The rhetoric of science, a field dedicated to studying how scientists communicate and persuade, reveals that this litotic approach pervades the language of scientific inquiry. Scientists primarily communicate through their studies, and these studies often present findings in a litotic manner. Rather than offering unequivocal proof, scientific studies partially affirm hypotheses by negating competing explanations. In this way, scientific discourse functions less as a mechanism for declaring truths and more as a process of reducing uncertainty.

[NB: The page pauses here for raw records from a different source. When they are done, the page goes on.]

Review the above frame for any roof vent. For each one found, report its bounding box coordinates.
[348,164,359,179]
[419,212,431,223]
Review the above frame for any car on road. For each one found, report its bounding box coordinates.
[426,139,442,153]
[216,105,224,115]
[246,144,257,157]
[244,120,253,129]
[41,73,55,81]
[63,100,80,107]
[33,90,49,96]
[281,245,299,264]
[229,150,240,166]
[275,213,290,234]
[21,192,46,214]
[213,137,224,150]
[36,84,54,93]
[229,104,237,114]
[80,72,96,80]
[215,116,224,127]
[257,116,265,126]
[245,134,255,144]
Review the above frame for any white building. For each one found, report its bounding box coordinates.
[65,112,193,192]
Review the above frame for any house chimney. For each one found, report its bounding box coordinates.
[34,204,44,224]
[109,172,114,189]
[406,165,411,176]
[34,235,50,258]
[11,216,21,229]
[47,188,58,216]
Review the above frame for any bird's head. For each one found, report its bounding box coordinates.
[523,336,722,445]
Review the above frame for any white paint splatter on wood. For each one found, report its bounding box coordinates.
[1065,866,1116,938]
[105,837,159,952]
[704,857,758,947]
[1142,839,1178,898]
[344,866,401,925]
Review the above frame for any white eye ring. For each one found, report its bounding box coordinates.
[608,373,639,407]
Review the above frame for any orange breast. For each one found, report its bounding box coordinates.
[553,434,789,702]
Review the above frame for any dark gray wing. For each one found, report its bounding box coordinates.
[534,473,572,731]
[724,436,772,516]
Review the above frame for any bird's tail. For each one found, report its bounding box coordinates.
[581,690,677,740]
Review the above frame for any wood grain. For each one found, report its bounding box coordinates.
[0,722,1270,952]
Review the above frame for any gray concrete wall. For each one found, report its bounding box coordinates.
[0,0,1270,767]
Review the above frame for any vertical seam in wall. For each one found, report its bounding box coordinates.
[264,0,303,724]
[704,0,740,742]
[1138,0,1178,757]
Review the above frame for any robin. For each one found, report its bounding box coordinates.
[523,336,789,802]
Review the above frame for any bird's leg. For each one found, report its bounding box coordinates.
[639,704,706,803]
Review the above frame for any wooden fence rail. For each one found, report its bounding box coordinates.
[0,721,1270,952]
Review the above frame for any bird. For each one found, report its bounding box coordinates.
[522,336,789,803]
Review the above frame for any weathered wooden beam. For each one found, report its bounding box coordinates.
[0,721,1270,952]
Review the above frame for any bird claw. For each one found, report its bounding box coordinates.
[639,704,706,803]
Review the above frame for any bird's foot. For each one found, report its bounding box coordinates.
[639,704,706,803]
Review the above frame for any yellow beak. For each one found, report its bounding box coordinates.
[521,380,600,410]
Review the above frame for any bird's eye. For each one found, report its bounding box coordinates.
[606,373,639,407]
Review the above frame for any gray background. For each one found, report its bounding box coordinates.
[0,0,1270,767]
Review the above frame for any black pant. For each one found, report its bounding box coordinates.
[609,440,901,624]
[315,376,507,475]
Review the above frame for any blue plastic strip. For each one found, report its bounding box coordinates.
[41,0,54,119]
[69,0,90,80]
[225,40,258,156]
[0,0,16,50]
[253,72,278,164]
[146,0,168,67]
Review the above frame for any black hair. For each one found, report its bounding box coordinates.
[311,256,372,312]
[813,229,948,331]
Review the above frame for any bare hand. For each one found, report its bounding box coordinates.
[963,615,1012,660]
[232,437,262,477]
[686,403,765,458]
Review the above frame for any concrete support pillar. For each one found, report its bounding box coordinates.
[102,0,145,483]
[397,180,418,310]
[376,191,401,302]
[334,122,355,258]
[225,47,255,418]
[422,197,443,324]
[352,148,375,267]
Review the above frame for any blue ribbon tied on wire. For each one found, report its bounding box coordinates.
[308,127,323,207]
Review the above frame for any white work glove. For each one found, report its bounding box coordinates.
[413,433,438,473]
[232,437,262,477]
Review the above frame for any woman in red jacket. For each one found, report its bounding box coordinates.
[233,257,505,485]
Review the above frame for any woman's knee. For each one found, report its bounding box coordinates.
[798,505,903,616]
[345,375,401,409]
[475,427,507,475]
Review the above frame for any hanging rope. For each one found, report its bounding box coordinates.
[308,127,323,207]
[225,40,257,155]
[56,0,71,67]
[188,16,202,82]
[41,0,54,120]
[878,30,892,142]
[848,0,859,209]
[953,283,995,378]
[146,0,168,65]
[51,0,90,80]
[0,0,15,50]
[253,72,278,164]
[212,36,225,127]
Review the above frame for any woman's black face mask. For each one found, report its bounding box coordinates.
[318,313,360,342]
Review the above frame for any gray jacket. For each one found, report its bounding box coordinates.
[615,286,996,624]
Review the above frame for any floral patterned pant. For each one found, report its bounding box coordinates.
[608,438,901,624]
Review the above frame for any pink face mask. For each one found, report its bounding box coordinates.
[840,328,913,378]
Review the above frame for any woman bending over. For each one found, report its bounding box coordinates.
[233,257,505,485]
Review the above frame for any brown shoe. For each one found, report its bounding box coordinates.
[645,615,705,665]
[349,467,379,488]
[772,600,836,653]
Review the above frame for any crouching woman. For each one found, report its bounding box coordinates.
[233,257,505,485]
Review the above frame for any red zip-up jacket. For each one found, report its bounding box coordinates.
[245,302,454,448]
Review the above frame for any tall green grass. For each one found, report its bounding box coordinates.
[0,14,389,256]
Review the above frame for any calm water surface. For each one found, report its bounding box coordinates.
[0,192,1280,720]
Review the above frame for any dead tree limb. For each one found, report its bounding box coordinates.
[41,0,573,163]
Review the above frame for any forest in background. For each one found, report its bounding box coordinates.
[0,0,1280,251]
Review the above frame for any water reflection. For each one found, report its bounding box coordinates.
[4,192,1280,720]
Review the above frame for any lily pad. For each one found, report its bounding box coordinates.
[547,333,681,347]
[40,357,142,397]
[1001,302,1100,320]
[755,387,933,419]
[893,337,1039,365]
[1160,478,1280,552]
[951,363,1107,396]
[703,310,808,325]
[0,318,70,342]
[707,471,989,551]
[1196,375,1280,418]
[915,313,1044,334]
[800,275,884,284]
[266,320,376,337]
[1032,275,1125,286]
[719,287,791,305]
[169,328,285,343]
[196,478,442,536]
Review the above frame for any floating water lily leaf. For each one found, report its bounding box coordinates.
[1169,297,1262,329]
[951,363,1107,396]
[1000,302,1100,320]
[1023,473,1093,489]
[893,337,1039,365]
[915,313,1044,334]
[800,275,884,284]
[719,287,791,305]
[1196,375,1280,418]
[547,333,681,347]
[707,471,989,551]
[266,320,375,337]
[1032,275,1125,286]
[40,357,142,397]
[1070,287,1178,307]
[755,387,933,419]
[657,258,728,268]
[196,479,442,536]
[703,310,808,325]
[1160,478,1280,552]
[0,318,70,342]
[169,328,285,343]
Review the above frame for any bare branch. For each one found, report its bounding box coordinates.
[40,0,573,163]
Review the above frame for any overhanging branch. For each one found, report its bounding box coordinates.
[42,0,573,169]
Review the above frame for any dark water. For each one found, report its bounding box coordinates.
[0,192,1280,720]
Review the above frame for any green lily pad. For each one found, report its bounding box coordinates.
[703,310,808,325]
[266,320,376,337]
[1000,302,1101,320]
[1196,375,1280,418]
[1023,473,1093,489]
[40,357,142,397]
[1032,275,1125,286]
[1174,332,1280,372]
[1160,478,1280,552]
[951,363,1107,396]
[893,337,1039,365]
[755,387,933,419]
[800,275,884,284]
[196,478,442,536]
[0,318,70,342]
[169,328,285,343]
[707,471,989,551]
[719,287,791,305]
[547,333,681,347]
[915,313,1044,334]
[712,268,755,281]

For example, scientific studies do not state definitively, “This is the cause,” but instead provide evidence that rejects—or fails to reject—the null hypothesis. This distinction underscores the probabilistic nature of scientific claims: science rarely deals in absolutes. Instead, it evaluates competing possibilities, gradually narrowing the scope of uncertainty by eliminating incorrect answers.

Science as Litotic Language

Contrary to popular perceptions of science as a taxonomic system that definitively names and categorizes truths, the language of science is fundamentally litotic. It constructs meaning by naming what something is not, rather than what it is. Each scientific study contributes a single datapoint that refines understanding by rejecting potential errors. Through this iterative process, science approaches truth indirectly, never declaring certainty but instead offering probabilities.

This litotic mode of expression reflects a broader reality: in science, certainty is a moving target, perpetually replaced by degrees of confidence. By articulating truths through negation, science not only mirrors the logic of litotes but also exemplifies its rhetorical precision. In doing so, it avoids the pitfalls of overstatement while offering a uniquely rigorous path to knowledge.